D’un point de vue technique, il y aurait 4 niveaux de lecture, théorisés par Mortimer Adler et Charles Van Doren7 :

  1. La lecture élémentaire
    Il s’agit avant tout de comprendre ce que veut dire la phrase, ce que veulent dire les mots. C’est le niveau que ma fille apprend en ce moment en école primaire.
  2. La lecture d’inspection
    Il s’agit ici de pouvoir comprendre très rapidement ce que raconte un ouvrage. En parcourant la table des matières, l’introduction et la conclusion et en parcourant vite le texte, j’essaie de me faire une idée rapide du sujet et de la thèse.
  3. La lecture analytique
    L’idée est maintenant de comprendre profondément la thèse développée en passant un temps potentiellement très long sur l’ouvrage. Je cherche là à mettre en valeur les hypothèses et le raisonnement.
  4. La lecture synoptique (ou comparative)
    Je remonte d’un niveau pour plonger l’ouvrage dans un corpus plus grand. Je regarde comment ce livre ou cet article s’articule avec le reste de la pensée de l’auteur. Je le compare avec d’autres points de vue d’autres auteurs sur le même sujet. Je peux ainsi en faire une lecture plus critique. Je fais un lien avec mes propres opinions.

En fonction de l’ouvrage que je lis et de l’objectif que je cherche, je peux positionner mon curseur sur le bon niveau de lecture.

Je fais assez peu de lecture d’inspection sur de grands ouvrages, probablement parce que c’est difficile sur Kindle. Dans ce champ, j’avais commencé à étudier la lecture rapide, un ensemble de techniques empiriques pour augmenter le rythme sans perdre la compréhension, mais j’ai quelques doutes sur ces méthodes, qui, à mon sens, ne permettent pas assez de descendre.

Je pense qu’une des raisons de ma baisse d’intensité de lecture récente, au-delà du fait que je passe plus de temps dehors, est que j’ai maintenu un niveau élevé de lecture, au sens de cette échelle, pendant longtemps. À chaque livre ou article, je surligne des passages, puis je reprends mes notes et enfin j’écris ces apprenti-sages. J’ai référencé1 environ 250 livres ces dernières années et j’ai écrit 350 apprenti-sages.

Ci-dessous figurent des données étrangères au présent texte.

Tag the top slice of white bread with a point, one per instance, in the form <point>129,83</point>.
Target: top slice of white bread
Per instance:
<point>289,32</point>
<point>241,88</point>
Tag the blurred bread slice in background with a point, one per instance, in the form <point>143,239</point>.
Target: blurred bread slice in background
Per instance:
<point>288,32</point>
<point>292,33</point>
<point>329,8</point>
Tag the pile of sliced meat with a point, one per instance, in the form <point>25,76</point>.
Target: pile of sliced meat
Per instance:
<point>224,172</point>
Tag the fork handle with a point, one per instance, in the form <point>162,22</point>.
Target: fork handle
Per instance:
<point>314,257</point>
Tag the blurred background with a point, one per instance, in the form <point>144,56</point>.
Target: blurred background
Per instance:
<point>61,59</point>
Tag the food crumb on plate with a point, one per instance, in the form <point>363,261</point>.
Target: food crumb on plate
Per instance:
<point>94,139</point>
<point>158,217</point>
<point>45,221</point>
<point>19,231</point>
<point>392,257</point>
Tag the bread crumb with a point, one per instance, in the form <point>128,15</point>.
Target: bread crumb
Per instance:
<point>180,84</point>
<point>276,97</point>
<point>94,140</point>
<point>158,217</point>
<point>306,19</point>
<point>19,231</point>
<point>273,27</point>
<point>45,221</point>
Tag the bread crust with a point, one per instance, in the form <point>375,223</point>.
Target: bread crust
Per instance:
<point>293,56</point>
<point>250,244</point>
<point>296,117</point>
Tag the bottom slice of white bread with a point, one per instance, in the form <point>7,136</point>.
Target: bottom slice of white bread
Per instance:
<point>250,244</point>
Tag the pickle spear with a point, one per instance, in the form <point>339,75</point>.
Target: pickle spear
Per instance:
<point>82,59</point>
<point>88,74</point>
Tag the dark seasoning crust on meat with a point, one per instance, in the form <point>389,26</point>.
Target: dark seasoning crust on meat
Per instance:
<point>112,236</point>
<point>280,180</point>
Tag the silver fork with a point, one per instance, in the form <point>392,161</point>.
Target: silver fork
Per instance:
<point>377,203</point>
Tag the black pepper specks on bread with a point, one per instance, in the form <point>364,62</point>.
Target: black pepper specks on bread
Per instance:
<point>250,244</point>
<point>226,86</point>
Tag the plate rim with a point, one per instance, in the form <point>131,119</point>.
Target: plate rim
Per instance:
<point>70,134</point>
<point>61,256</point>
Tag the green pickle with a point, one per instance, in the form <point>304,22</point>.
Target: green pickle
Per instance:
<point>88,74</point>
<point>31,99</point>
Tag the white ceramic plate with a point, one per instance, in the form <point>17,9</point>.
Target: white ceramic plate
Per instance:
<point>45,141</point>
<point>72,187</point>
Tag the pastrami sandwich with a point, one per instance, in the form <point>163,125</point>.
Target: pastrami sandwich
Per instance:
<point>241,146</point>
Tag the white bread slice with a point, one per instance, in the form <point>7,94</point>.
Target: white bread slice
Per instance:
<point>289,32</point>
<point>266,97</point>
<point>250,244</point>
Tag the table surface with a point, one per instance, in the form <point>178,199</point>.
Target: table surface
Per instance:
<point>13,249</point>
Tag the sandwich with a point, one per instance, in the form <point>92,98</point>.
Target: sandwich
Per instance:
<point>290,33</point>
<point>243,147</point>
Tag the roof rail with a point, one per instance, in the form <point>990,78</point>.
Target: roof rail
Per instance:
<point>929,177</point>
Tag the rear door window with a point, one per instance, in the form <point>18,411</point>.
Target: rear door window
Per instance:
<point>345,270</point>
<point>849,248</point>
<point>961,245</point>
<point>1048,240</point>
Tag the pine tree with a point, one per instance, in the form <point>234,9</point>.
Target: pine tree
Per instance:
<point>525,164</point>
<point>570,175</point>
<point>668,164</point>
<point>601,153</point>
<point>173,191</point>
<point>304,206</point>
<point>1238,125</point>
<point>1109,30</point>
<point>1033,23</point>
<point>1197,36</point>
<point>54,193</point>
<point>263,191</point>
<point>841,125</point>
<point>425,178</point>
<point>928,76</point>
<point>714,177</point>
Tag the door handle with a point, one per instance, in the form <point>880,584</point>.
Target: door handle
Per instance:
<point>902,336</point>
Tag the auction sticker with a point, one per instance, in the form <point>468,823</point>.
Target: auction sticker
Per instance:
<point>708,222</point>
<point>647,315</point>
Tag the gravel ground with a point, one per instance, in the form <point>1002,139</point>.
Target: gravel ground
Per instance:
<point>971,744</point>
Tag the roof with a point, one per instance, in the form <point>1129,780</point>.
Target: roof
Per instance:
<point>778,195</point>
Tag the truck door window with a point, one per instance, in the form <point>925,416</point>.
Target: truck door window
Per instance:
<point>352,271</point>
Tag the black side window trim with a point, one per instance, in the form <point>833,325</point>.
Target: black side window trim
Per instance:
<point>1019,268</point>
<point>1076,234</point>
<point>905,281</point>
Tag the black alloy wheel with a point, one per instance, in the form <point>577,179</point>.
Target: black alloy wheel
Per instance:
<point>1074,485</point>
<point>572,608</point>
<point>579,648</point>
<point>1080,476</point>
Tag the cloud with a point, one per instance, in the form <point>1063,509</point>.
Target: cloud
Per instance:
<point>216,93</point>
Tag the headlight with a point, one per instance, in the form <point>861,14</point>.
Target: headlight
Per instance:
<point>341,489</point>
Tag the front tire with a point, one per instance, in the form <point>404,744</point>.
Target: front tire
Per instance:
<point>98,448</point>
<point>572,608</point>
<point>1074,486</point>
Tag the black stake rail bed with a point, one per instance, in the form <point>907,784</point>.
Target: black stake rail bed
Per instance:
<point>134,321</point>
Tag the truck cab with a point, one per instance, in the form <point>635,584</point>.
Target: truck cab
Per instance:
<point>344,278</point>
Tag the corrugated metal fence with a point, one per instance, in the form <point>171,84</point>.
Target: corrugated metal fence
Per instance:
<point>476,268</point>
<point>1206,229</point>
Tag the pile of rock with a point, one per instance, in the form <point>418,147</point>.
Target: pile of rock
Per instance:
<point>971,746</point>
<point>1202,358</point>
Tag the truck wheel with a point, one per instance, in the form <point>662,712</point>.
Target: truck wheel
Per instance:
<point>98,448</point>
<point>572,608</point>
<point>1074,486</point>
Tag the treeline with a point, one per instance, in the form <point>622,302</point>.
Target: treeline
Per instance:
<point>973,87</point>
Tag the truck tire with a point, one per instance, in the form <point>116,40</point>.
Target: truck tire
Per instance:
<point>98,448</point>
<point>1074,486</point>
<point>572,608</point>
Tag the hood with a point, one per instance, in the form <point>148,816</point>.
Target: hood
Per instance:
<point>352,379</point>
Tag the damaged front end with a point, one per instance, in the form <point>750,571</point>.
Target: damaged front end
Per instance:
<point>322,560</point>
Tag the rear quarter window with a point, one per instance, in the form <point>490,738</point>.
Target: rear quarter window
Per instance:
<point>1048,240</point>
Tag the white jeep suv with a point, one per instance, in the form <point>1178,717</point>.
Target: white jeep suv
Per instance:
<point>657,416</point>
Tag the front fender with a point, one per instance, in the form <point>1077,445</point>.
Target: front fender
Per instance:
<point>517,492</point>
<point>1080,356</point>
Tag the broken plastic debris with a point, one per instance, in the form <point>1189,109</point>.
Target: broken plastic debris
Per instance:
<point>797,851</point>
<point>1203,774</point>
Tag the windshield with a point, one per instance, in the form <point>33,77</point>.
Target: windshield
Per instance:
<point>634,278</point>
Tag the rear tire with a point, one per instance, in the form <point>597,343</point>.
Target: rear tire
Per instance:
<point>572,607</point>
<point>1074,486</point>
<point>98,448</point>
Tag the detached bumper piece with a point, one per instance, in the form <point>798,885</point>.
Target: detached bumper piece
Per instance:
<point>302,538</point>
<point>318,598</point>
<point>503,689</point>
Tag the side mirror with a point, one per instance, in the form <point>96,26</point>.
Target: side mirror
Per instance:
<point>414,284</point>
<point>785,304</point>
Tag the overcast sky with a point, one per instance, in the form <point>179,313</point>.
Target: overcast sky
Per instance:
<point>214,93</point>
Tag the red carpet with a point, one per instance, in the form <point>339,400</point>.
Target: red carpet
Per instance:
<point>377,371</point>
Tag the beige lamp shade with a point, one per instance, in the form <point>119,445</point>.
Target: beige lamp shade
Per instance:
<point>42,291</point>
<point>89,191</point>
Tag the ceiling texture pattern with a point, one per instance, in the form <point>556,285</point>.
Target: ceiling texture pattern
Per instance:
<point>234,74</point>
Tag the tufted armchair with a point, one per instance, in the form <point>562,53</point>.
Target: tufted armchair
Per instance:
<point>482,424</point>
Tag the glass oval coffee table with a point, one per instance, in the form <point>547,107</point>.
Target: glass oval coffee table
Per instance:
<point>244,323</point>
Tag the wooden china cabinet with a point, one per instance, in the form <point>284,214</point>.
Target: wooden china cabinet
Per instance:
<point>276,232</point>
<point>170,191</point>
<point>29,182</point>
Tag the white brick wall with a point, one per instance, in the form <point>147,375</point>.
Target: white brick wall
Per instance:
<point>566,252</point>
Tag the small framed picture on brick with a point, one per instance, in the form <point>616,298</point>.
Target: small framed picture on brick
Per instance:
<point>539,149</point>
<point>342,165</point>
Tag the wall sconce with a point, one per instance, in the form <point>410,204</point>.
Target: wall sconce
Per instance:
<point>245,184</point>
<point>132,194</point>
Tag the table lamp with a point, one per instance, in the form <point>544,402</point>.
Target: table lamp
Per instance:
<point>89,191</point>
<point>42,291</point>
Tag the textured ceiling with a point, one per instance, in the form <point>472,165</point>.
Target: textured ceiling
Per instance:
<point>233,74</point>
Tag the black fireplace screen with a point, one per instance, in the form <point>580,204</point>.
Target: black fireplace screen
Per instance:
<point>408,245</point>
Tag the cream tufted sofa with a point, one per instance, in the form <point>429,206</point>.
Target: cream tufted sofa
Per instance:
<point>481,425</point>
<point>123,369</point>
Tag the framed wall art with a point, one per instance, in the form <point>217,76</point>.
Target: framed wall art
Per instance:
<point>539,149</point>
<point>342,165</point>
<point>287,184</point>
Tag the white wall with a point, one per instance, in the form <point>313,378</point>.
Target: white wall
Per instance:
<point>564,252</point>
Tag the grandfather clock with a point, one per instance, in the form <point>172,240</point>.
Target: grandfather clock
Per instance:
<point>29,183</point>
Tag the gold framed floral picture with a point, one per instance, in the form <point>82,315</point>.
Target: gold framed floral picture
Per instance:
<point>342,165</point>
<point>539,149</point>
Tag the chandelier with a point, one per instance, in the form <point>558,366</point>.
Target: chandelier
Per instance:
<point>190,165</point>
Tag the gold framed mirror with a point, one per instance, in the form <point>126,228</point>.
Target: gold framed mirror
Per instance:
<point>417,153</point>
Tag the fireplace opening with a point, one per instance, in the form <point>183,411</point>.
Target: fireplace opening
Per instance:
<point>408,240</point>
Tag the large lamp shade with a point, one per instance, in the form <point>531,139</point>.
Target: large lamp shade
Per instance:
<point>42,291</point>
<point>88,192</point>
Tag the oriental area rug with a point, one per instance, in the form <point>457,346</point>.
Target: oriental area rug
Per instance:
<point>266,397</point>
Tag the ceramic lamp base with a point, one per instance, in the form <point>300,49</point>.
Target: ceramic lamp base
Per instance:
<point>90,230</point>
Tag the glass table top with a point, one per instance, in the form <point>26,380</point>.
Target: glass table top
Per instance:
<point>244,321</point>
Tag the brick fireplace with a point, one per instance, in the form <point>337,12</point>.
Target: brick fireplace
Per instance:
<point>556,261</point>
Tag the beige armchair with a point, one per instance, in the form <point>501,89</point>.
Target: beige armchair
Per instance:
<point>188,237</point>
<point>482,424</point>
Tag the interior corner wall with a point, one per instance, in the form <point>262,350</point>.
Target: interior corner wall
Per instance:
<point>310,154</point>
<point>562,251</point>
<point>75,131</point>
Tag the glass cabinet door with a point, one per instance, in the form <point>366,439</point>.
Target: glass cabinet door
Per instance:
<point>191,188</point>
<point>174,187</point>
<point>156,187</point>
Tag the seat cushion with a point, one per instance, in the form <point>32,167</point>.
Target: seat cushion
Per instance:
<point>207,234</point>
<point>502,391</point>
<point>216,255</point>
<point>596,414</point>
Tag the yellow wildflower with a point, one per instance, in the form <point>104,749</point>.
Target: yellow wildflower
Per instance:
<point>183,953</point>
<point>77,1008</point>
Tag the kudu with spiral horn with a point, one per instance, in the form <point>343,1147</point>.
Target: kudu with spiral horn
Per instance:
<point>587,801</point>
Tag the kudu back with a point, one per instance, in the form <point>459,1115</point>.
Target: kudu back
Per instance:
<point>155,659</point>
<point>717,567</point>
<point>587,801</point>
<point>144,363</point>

Je pense que cela crée tout de même une certaine fatigue et je suis content8 de ralentir le rythme ces derniers temps et de favoriser un peu la fiction, notamment la science-fiction qui est une invitation à prendre du recul sur les défauts de notre société.

En tout cas, c’est une passion que j’essaie de transmettre à mes enfants et je suis ravi lorsque je les vois tous les deux prendre un livre ou une bande dessinée et s’installer confortablement pour quelques instants. Même s’ils sont encore au niveau élémentaire — ils découvrent tout juste la lecture —, c’est l’habitude qui se crée qui m’intéresse. Car l’aisance et la vitesse viendront naturellement... mais l’envie et le rituel seront acquis.

Notes & références

  1. Découvrir ma bibliothèque. 2

  2. Plusieurs sources, derrière paywall, citées ici.

  3. K. E. Stanovich, « Does reading make you smarter? Literacy and the development of verbal intelligence », Advanced Child Development Behavior, 1993, 24, p 133-180.

  4. G. S. Berns, K. Blaine, M. J. Prietula et B. E. Pye, « Short- and Long-Term Effects of a Novel on Connectivity in the Brain », Brain Connectivity, 2013, 3 (6), p 590-600.

  5. P. M. Bal, M. Veltkamp, « How Does Fiction Reading Influence Empathy? An Experimental Investigation on the Role of Emotional Transportation », PLoS ONE, 2013, 8 (1).

  6. R. A. Mar, K. Oatley, J. Hirsh, J. dela Paz et J. B. Peterson, « Bookworms versus nerds : Exposure to fiction versus non-fiction, divergent associations with social ability, and the simulation of fictional social worlds », Journal of Research in Personality, 2006, 40 (5), p 694-712.

  7. M. Adler et C. Van Doren, How To Read A Book, 1940.

  8. En vrai, il y a tout de même une partie de moi en tension sur ce sujet.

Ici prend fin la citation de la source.